CWNA Chapter 2 – Radio Frequency Fundamentals

My Study notes from Chapter 2 of CWNA Study Guide

RF Characteristics

  • Wavelength
    • A wavelength is the distance between the two successive crescents (peaks) or two successive throughs (valleys)


  • Frequency
    • Is how often an RF signal cycles in a certain time period
    • Standard measurement of frequency is hertz (Hz).
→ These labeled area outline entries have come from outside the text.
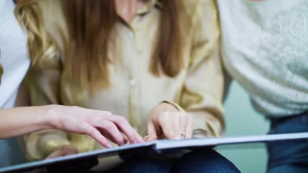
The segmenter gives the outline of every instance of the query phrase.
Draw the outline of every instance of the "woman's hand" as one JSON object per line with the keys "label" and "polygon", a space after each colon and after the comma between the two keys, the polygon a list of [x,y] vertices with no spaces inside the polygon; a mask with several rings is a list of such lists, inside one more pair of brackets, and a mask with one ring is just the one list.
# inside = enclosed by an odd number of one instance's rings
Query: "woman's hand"
{"label": "woman's hand", "polygon": [[108,139],[120,146],[125,144],[127,140],[122,133],[131,144],[143,142],[124,117],[110,112],[75,106],[48,106],[53,128],[88,135],[107,148],[111,147]]}
{"label": "woman's hand", "polygon": [[46,159],[65,156],[68,155],[78,154],[78,150],[72,145],[64,145],[57,147]]}
{"label": "woman's hand", "polygon": [[162,103],[152,109],[147,124],[147,141],[164,139],[190,138],[192,135],[192,119],[173,105]]}

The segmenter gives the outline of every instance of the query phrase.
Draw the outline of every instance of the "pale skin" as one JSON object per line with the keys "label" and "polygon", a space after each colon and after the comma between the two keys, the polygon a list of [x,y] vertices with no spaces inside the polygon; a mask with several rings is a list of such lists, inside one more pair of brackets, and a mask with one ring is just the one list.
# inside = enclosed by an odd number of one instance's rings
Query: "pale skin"
{"label": "pale skin", "polygon": [[[119,146],[125,145],[128,140],[131,144],[144,142],[123,116],[77,106],[26,106],[29,104],[28,96],[26,88],[22,85],[16,101],[17,107],[0,109],[0,139],[43,129],[58,129],[88,135],[107,148],[111,147],[109,140]],[[78,152],[72,146],[61,146],[47,158]]]}
{"label": "pale skin", "polygon": [[[144,5],[144,1],[141,0],[115,1],[118,15],[129,23],[137,13],[138,9]],[[75,108],[76,109],[77,108]],[[79,108],[81,109],[80,108]],[[100,112],[104,115],[105,115],[104,114],[104,112],[103,111]],[[131,131],[131,127],[124,118],[121,118],[118,116],[114,116],[111,113],[108,112],[106,112],[107,115],[106,116],[101,115],[104,117],[102,118],[112,127],[110,127],[110,131],[109,131],[110,132],[109,134],[111,135],[111,137],[109,137],[109,138],[108,138],[107,136],[105,136],[105,138],[107,138],[112,142],[115,142],[119,145],[124,145],[125,143],[125,139],[121,138],[119,130],[116,128],[117,126],[119,126],[119,124],[117,124],[116,121],[114,121],[115,120],[114,119],[112,119],[120,118],[121,121],[125,124],[124,126],[125,127],[126,131],[124,132],[124,134],[127,136],[131,143],[134,143],[134,141],[138,141],[138,142],[142,141],[142,139],[140,139],[141,137],[139,135],[133,134]],[[59,115],[63,115],[63,113],[61,114],[61,112],[59,112]],[[72,116],[71,118],[74,118],[74,116]],[[100,125],[100,127],[105,127],[106,123],[100,122],[99,123],[97,124],[98,121],[95,119],[98,119],[98,118],[99,117],[92,119],[93,120],[92,123],[95,123],[95,125]],[[69,121],[65,122],[67,122],[66,125],[68,126],[70,126],[70,125],[73,125],[70,124],[73,122]],[[80,122],[77,123],[77,124],[79,123]],[[95,126],[94,124],[89,125],[87,126],[92,127]],[[161,138],[168,139],[190,138],[191,138],[192,135],[192,120],[191,117],[187,113],[179,111],[173,105],[166,103],[159,104],[153,108],[149,115],[147,127],[147,136],[144,139],[146,141],[152,141]],[[91,128],[93,129],[95,128],[91,127]],[[120,127],[120,129],[122,129],[122,127]],[[93,131],[95,132],[97,131],[94,129]],[[121,130],[120,131],[123,132]],[[73,132],[77,132],[76,131]],[[129,133],[129,134],[128,134]],[[97,135],[99,135],[97,132],[96,134],[97,134]],[[132,137],[132,136],[134,137]],[[93,136],[92,137],[93,137]],[[114,138],[118,138],[115,139]],[[97,138],[94,138],[94,139]],[[104,141],[104,142],[105,142],[105,141]],[[105,143],[104,143],[104,145],[103,145],[104,146],[106,146]],[[60,146],[49,155],[47,158],[75,154],[78,152],[77,149],[72,146]]]}

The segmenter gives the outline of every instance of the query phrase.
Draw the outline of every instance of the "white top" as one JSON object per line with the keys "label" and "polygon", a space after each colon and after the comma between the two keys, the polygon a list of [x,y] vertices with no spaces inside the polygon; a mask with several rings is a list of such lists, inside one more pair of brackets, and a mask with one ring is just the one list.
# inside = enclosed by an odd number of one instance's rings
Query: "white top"
{"label": "white top", "polygon": [[4,72],[0,85],[0,108],[14,106],[18,87],[30,64],[26,35],[14,15],[12,0],[0,1],[0,65]]}
{"label": "white top", "polygon": [[308,1],[217,3],[224,64],[255,108],[276,117],[308,110]]}

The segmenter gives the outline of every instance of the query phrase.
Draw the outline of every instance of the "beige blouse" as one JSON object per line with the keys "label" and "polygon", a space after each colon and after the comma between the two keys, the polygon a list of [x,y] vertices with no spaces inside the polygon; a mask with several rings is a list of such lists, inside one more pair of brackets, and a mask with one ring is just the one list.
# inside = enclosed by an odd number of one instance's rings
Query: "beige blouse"
{"label": "beige blouse", "polygon": [[[59,1],[42,1],[41,5],[46,28],[58,47],[63,48],[56,27],[65,28]],[[157,0],[149,0],[130,23],[119,20],[117,24],[118,34],[108,50],[109,57],[114,58],[108,66],[111,87],[90,95],[89,90],[82,88],[63,72],[64,57],[55,57],[45,62],[44,70],[29,72],[27,81],[32,104],[108,110],[126,117],[141,135],[145,136],[150,110],[167,101],[191,115],[194,137],[221,135],[224,126],[223,81],[216,7],[213,0],[183,1],[190,20],[183,18],[182,22],[190,27],[183,33],[183,53],[179,57],[185,60],[185,66],[176,77],[157,77],[149,72],[151,53],[160,36],[158,26],[163,8]],[[56,14],[53,12],[55,9],[58,9]],[[24,140],[27,156],[31,160],[43,159],[63,145],[72,145],[80,152],[102,148],[89,136],[58,130],[33,133]]]}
An event that occurs once in a second has a frequency of 1 Hz.
      • 1 Hertz (Hz) = 1 Cycle per second
      • 1 Kilohertz (KHz) = 1000 cycles per second
      • 1 megahertz (MHz) = 1,000,000 (million) cycles per second
      • 1 gigahertz (GHz) = 1,000,000,000 (billion) cycles per second



  • Amplitude
    • The height of the wave.
    • Can be characterised simply as the signal’s strength or power


  • Phase
    • Is not a property of just one signal but instead involves the relationship between two or more signals that share the same frequency.

RF Behaviours

  • Wave Propagation
    • The way the wave moves is known as wave propagation.
    • This can vary drastically depending on the type of material the signal is traversing.
  • Absorption
    • Most common RF behaviour
    • If signal does not bounce off an object, move around an object, or pass through an object, then 100% absorption has occurred.
    • Most materials absorb some RF signal, the amount depends on the material.
  • Reflection
    • Most important RF behaviour to be aware of.
    • Causes serious performance problems in legacy 802.11a/b/g WLANs
    • When wave hits smooth object that is larger than the wave itself, dependant on the material the signal may bounce in another direction.
    • Two Types:
      • Sky wave reflection: Signals below 1 GHz – signal bounces off charged partials in the ionosphere in the earth’s atmosphere.
      • Microwave: 1GHz – 300 GHz, can bounce off smaller objects like a metal door
  • Scattering
    • Described as multiple reflections
    • Is reflection off an object with multiple sides (think mirror ball)
    • Two types:
      • Lower level has lessor effect on signal quality and strength
      • Second type occurs when RF signal encounters some type of uneven surface and is reflected into multiple directions (Chain link fences, wire mesh in stucco walls)
  • Refraction
    • Signal is bent into behaviour known as refraction.
    • when signal passes through a medium with different density thus causing the wave to change direction.
    • Three most common causes:
      • Water Vapour
      • Changes in air temperature
      • Changes in air pressure
  • Diffraction
    • Signal is bent around an object
    • Sitting directly behind the object is an area known as the RF shadow. Depending on the change in direction of the signal this area can become a dead zone of coverage.
  • Loss (Attenuation)
    • Decrease in amplitude
    • Signal may lose strength on the wire or in the air
    • Signal can be absorbed into materials it passes through.
  • Free Space Path Loss (FSPL)
    • Because of the laws of physics the signal will attenuate as it travels despite the lack of attenuation caused by obstructions, absorptions, reflection, diffraction and so on.
    • Loss of signal strength caused by the natural broadening of the waves.
  • Multipath
    • Occurs when 2 or more signals arrive at the receiving station at the same time or within nanoseconds of each other.
    • Four results of multipath
      • Upfade
        •  Multiple RF signal paths arrive at the same time and are in phase (phase differences of 0 to 120 degrees) will cause upfade
        • Results in increased signal strength
      • Downfade
        • Multiple RF signals arrive at the same time but are out of phase (phase difference of 121 to 179 degrees)
        • Results in decrease signal strength
      • Nulling
        • This is signal cancellation
        • Multiple RF signals arrive at the same time and are 180 degrees out of phase of each other
      • Data Corruption
        • Multiple signals arriving but not at the same time the receiver might have trouble demodulating the signal.
  • Gain (Amplification)
    • Increase in amplitude or signal strength
    • Two types:
      • Active – increase to signal on the transmitter or transceivers side through the use of an amplifier. IE more power is applied
      • Passive – done by focusing the antenna, the inner workings of the antenna make the signal stronger.